No doubt there are those who… abuse their position. It’s entirely possible some of those oil tycoons, rock stars and Fortune 500 CEOs have an old abacus tucked away in their basement, or a pair of hourglasses, or a mysterious text document that never takes up space, no matter how large it gets.

Of course, every time you make yourself rich someone has to lose a foot. If you have the stomach for it you can balance it yourself. You could carefully weigh your book deal or your fixed election against a tornado or the DUI that ruins someone’s life. Or, you know, you could leave someone else to do it.

Sometimes those of us on the job can recognize each other. You’ll see the budding starlet on TV accepting her first award and know how she got it. Six months later you’ll see her checking into rehab, and you’ll know how she got that too. Our job, see, is balance, and in the end we keep one another in check.

I’m not saying there haven’t been nights when I thought long and hard about making some overdraft charges go away with a bit of green ink. I’m just saying, it’s rolling the dice.

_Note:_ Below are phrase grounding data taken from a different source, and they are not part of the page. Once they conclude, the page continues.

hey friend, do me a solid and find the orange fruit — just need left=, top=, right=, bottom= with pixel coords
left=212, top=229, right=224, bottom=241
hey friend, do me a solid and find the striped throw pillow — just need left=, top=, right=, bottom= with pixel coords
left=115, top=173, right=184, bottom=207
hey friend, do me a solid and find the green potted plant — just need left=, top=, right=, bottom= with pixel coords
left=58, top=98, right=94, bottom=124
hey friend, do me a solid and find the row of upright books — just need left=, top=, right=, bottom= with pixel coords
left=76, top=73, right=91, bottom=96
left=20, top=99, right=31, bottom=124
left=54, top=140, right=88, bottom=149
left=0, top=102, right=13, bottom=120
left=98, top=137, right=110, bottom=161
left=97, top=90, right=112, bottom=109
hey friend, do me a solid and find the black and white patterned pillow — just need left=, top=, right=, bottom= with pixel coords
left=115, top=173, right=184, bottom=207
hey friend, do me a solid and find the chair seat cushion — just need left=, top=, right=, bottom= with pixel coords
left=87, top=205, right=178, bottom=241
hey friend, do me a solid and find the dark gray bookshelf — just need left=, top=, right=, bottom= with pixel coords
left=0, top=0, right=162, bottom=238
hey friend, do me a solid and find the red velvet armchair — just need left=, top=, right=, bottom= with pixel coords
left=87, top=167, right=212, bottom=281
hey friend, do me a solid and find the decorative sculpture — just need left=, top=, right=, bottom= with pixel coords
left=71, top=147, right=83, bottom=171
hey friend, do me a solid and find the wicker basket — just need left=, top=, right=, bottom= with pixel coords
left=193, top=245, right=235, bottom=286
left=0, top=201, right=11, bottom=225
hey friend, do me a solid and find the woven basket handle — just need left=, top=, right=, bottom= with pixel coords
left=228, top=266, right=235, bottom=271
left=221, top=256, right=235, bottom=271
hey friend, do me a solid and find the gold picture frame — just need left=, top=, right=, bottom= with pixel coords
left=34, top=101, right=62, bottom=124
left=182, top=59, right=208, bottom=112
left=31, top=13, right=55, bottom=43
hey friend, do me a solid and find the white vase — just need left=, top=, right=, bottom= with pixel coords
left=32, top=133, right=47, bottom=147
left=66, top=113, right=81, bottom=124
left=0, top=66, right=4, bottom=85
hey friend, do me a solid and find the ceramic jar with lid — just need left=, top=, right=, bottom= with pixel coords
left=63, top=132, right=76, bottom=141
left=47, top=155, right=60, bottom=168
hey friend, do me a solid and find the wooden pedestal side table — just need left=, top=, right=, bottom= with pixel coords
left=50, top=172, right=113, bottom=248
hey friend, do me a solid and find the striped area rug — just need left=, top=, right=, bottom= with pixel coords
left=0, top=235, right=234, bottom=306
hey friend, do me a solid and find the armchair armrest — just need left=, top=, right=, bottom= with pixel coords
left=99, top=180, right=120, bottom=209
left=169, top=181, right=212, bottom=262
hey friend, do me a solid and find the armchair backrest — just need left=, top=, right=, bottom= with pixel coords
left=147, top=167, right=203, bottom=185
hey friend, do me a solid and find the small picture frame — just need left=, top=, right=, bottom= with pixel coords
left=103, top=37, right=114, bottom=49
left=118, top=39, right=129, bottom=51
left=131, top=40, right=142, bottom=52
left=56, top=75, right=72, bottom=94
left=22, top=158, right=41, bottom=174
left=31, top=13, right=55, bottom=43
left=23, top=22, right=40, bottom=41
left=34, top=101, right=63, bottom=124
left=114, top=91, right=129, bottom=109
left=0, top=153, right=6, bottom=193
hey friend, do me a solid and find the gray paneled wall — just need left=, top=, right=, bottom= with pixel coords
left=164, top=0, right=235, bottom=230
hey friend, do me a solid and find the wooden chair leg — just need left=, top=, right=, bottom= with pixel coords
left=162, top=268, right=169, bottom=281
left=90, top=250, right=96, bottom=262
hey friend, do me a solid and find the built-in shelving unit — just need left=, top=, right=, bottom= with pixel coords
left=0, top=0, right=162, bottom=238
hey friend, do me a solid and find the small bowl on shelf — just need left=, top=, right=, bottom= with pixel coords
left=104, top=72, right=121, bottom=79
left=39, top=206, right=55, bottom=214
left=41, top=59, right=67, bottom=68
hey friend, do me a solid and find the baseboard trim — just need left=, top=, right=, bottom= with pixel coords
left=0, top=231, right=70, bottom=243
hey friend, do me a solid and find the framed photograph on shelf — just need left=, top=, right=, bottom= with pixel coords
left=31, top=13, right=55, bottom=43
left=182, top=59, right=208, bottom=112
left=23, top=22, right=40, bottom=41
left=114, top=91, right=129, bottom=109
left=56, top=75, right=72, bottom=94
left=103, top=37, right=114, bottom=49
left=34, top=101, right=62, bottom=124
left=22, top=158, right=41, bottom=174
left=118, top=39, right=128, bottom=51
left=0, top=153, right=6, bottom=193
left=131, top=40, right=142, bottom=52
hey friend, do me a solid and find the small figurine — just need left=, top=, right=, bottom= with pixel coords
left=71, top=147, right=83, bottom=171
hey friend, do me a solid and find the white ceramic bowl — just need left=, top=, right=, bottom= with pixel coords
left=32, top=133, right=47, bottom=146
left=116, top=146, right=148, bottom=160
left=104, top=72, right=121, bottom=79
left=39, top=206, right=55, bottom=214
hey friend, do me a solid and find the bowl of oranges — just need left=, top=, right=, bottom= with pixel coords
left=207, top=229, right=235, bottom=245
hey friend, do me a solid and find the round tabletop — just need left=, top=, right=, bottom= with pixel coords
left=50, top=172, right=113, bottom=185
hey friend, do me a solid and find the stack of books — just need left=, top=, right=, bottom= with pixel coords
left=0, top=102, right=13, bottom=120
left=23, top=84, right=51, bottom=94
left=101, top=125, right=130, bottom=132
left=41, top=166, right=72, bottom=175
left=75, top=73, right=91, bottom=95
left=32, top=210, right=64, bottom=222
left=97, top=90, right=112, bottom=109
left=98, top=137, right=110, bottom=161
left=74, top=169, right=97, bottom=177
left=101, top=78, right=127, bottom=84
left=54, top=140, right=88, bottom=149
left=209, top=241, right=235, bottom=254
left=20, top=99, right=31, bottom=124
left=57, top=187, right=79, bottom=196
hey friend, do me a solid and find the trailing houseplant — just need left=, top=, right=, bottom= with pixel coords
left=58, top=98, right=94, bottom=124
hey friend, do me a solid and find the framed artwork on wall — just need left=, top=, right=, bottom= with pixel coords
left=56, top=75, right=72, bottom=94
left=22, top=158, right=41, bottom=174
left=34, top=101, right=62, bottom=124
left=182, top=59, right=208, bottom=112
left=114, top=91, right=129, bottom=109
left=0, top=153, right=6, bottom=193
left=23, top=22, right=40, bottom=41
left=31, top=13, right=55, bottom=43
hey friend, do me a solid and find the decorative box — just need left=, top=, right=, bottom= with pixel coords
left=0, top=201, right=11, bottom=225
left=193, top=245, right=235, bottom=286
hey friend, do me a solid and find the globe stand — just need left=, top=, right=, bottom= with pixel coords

So that’s the big secret; that’s the meaning of the word “fair”. It doesn’t make us all equal, but on a grand scale it makes everything equalized. Thanks to some caveman doing a rain dance or casting mammoth bones or whatever else, karma seeks its own level.

And who can say what happens if either of my little ink vials overfills? Maybe we find ourselves back in caves, wondering what happened. Or maybe we’ve come far enough that, anymore, equilibrium is natural. After all, nowadays a man can kill someone and be brought to justice without any help from us. When a hurricane wipes most of a coastline away and people rush in to help rebuild, oftentimes none of it is us. Some nights I don’t have to write anything but: someone’s cousin will find their grocery stocks their favorite ice cream flavor. Or someone’s aunt will stub her toe in the middle of the night.

Because we have culture, now. We have language, and technology, and religion, and the arts. And we like it. Used to be you’d look at a guy who clubbed another guy on the head and took his woman and think, well, that’s just how it goes. Now most people want that guy put in a dark, cold box for the rest of his life.

But who knows. Maybe someday you’ll find a little brown package in your mailbox, containing a calligraphy set and addressed to no one. Or a strange app installed on your iPhone without your knowledge. You’ll know, instinctively, what to do with it. You’ll be on the job, too.

Whether we’re needed or not, anymore, the universe doesn’t care. Just us.